WALIGO: The approach first was to unite the people, the Ugandans. And I think this is happening, that everybody now, this war is in Uganda to Ugandans we can never develop as long as this war continues. Everybody who dies in Achole is not simply an Achole, is a Ugandan, a brother and sister, a relative, a friend of yours. That notion that there is a war over there has now gone. Even my old mother in the village is sitting and hearing this every day. And among people, we are poor because the war is going on, we cannot find medicine because the war is going on. Wherever there is war in any piece of land in Uganda, Uganda lacks peace. That is the first case. The second came up to say we must find peaceable means of ending this war. Okay? War begets war, it is only peace that can bring that justice. We have seen it, we have seen it, and that when you use peace does not mean that you are coward.
PORTER: But finding peaceful solutions for Uganda may not be possible without more attention from outside the country.

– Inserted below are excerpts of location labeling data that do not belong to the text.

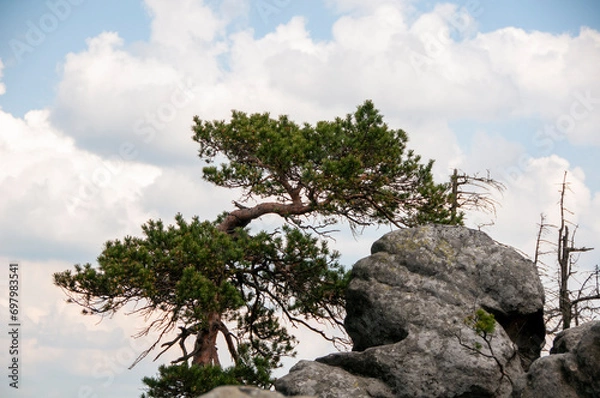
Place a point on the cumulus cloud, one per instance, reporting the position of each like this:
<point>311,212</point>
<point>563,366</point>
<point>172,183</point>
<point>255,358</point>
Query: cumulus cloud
<point>115,149</point>
<point>65,200</point>
<point>2,85</point>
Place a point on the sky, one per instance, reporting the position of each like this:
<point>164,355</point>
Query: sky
<point>97,100</point>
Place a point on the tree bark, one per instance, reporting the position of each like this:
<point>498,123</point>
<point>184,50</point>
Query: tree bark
<point>205,349</point>
<point>206,342</point>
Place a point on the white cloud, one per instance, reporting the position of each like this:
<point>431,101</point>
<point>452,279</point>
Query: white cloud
<point>2,85</point>
<point>60,199</point>
<point>117,140</point>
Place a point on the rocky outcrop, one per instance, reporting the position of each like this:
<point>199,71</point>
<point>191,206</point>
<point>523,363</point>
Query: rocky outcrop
<point>406,307</point>
<point>242,392</point>
<point>572,370</point>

MAO: We are disappointed by the indifference of the international community about this problem in northern Uganda. We know very well how much the western powers love the government of President Museveni. But the credibility of this government is being destroyed every day that war continues. That war is a threat to the peace which is being touted as the miracle of this decade by President Museveni. That war is going to magnify poverty in this country. A warhead cost about 300 pounds, and it is used to shoot down a grass thatched house which costs $30. That is the mathematics of war. So when we are calling for a quick end to this war, we are calling for schools also in other areas. Money which would be used to build hospitals and schools is being used to fight that war. It is going to magnify poverty, it is undermining the credibility of this government and we think the international community should be more concerned. They are more concerned about the eastern Zaire conflict than the one in northern Uganda, where civilians are victims of merciless massacre by an uncontrollable force. We think that indifference is not what we had been expecting of the international community.
PORTER: That is Norbert Mao a member of the Parliament of Uganda. Our other guests have been Father John Mary Waligo of the Ugandan Human Rights Commission, Stella Sabiiti of the Center for Conflict Resolution, and Charles Brown of Freedom House. For Common Ground, I'm Keith Porter.